NEW YORK, March 12 (Reuters) - U.S. crude oil fell by more than 2 percent on Wednesday, its biggest drop in two months, after the United States announced unexpected plans for a test release of strategic oil reserves while weekly data showed a big rise in crude stockpiles.
European benchmark Brent prices slipped modestly, widening the closely watched Brent/WTI spread for a third day, but the main focus was on the U.S. contract after a double dose of bearish supply news.
The U.S. Department of Energy surprised markets by announcing plans to sell up to 5 million barrels of crude oil from the Strategic Petroleum Reserves (SPR) to test the capabilities of the nation's emergency stockpile.
U.S. Energy Information Administration (EIA) data showed overall crude stocks in the world's largest oil consumer rose by 6.2 million barrels in the week to March 7, nearly triple expectations, as more refiners shut for seasonal work at the peak of the spring maintenance season.

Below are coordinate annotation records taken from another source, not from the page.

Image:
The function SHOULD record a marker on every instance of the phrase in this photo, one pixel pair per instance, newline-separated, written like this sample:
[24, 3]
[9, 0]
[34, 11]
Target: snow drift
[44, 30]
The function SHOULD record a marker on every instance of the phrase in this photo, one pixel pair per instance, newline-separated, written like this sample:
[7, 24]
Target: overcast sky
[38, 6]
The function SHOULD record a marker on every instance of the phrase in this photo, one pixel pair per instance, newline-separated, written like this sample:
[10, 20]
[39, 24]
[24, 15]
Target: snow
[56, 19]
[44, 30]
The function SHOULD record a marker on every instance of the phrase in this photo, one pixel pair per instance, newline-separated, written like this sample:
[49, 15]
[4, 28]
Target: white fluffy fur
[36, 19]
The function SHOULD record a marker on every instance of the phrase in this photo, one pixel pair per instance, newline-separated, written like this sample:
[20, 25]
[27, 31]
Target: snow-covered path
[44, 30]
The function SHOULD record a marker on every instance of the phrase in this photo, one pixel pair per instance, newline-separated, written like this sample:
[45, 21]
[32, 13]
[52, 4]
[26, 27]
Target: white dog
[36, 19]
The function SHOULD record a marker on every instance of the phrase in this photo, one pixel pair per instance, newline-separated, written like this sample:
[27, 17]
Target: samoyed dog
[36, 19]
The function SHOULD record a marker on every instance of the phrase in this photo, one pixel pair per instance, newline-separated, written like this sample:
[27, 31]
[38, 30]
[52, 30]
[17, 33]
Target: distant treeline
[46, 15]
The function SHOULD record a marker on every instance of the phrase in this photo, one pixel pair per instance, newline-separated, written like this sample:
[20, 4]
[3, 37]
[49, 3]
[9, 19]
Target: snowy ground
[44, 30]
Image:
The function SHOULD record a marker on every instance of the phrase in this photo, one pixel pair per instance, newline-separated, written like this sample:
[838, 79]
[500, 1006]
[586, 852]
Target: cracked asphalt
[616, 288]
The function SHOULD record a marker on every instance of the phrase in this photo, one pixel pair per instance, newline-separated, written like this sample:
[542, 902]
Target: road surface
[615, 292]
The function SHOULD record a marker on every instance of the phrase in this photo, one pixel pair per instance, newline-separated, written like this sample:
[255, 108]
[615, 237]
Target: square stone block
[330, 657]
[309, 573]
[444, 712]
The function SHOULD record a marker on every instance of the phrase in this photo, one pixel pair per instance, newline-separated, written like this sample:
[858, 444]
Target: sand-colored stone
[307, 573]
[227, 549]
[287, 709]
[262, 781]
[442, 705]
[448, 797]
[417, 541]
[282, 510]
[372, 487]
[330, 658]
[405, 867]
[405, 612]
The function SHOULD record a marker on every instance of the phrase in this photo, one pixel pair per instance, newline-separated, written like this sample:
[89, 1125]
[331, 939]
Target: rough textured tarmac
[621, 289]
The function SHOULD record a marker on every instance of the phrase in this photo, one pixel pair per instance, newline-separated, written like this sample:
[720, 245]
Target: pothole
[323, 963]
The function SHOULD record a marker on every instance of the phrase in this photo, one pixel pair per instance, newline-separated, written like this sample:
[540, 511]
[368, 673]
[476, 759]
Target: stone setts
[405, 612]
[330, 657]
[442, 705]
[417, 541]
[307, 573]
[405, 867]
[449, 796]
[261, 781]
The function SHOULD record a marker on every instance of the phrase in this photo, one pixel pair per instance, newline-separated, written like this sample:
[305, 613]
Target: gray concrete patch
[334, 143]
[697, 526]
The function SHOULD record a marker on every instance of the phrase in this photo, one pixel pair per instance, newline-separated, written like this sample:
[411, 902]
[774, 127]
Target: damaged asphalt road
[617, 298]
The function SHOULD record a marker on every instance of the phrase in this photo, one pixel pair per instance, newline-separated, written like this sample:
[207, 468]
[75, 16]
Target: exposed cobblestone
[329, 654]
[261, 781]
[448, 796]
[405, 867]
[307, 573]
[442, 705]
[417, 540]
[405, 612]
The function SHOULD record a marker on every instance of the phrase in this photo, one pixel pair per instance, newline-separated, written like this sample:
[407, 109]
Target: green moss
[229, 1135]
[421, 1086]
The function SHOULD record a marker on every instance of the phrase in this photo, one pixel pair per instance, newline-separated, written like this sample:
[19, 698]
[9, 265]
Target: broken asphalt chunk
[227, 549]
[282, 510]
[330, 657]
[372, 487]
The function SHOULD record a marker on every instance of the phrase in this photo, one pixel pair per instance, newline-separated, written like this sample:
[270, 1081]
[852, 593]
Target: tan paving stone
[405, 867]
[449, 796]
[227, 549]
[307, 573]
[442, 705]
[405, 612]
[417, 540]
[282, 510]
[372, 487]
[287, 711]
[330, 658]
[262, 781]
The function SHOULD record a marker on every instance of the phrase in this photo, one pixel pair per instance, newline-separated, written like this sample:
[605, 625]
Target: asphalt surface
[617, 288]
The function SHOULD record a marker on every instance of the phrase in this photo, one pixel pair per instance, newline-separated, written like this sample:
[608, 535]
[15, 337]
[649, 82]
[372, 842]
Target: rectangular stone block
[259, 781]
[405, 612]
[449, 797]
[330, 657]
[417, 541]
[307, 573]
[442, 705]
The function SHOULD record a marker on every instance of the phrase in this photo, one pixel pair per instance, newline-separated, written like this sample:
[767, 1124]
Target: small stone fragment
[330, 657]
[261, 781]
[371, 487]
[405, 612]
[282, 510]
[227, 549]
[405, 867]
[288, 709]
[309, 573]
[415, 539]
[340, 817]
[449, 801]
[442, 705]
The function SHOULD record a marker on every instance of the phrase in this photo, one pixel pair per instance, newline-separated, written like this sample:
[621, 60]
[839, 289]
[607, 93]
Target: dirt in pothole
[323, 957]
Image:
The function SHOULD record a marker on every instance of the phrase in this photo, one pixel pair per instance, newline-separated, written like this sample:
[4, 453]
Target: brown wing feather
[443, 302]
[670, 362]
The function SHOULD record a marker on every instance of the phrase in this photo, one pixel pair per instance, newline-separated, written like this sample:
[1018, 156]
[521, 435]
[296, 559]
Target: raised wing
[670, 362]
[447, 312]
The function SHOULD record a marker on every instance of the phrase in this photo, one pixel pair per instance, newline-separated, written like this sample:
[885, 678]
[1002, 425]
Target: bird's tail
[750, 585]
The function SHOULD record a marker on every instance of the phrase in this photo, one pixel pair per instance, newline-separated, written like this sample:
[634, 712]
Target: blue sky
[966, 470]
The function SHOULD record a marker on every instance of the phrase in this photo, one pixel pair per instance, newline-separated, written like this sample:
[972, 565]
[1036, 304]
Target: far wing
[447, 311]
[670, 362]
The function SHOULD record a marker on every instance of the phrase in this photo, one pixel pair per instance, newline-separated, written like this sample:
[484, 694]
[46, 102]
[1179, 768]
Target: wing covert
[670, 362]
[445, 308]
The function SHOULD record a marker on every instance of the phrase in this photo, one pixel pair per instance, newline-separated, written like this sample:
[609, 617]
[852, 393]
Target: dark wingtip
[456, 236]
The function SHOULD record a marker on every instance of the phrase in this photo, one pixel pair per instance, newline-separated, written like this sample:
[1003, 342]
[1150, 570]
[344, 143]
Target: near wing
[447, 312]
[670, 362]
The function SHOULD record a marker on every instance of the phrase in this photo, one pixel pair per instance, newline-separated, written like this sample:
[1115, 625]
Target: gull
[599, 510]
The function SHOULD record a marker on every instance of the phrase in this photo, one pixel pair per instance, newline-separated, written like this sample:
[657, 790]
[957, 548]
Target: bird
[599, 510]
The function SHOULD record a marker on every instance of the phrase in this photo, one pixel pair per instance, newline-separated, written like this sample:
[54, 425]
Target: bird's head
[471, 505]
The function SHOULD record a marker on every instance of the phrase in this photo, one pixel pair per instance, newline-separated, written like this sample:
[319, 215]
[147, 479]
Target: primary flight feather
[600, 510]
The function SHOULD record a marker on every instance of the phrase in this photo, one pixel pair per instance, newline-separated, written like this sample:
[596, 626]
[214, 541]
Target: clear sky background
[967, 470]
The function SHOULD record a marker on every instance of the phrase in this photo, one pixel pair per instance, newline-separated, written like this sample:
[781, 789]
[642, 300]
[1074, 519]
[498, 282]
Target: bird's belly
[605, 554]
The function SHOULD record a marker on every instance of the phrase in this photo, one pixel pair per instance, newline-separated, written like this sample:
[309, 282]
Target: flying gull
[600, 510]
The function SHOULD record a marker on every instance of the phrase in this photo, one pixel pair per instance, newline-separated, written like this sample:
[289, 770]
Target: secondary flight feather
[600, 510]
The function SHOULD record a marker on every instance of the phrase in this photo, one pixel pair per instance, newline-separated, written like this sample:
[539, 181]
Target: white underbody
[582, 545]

"We are heading lower on this (EIA) report and the SPR release," said Matt Smith, analyst at Schneider Electric in Louisville, Kentucky. "It's only 5 million barrels, but any further supply coming to the market is going to have a bearish impact."
Brent crude fell as well, though not by as much, with support from geopolitical risk in Libyaand signs the European Union may impose tougher sanctions on Russia.
U.S. crude settled $2.04 lower at $97.99 a barrel, below the 50-day moving average of $98.32 by midday.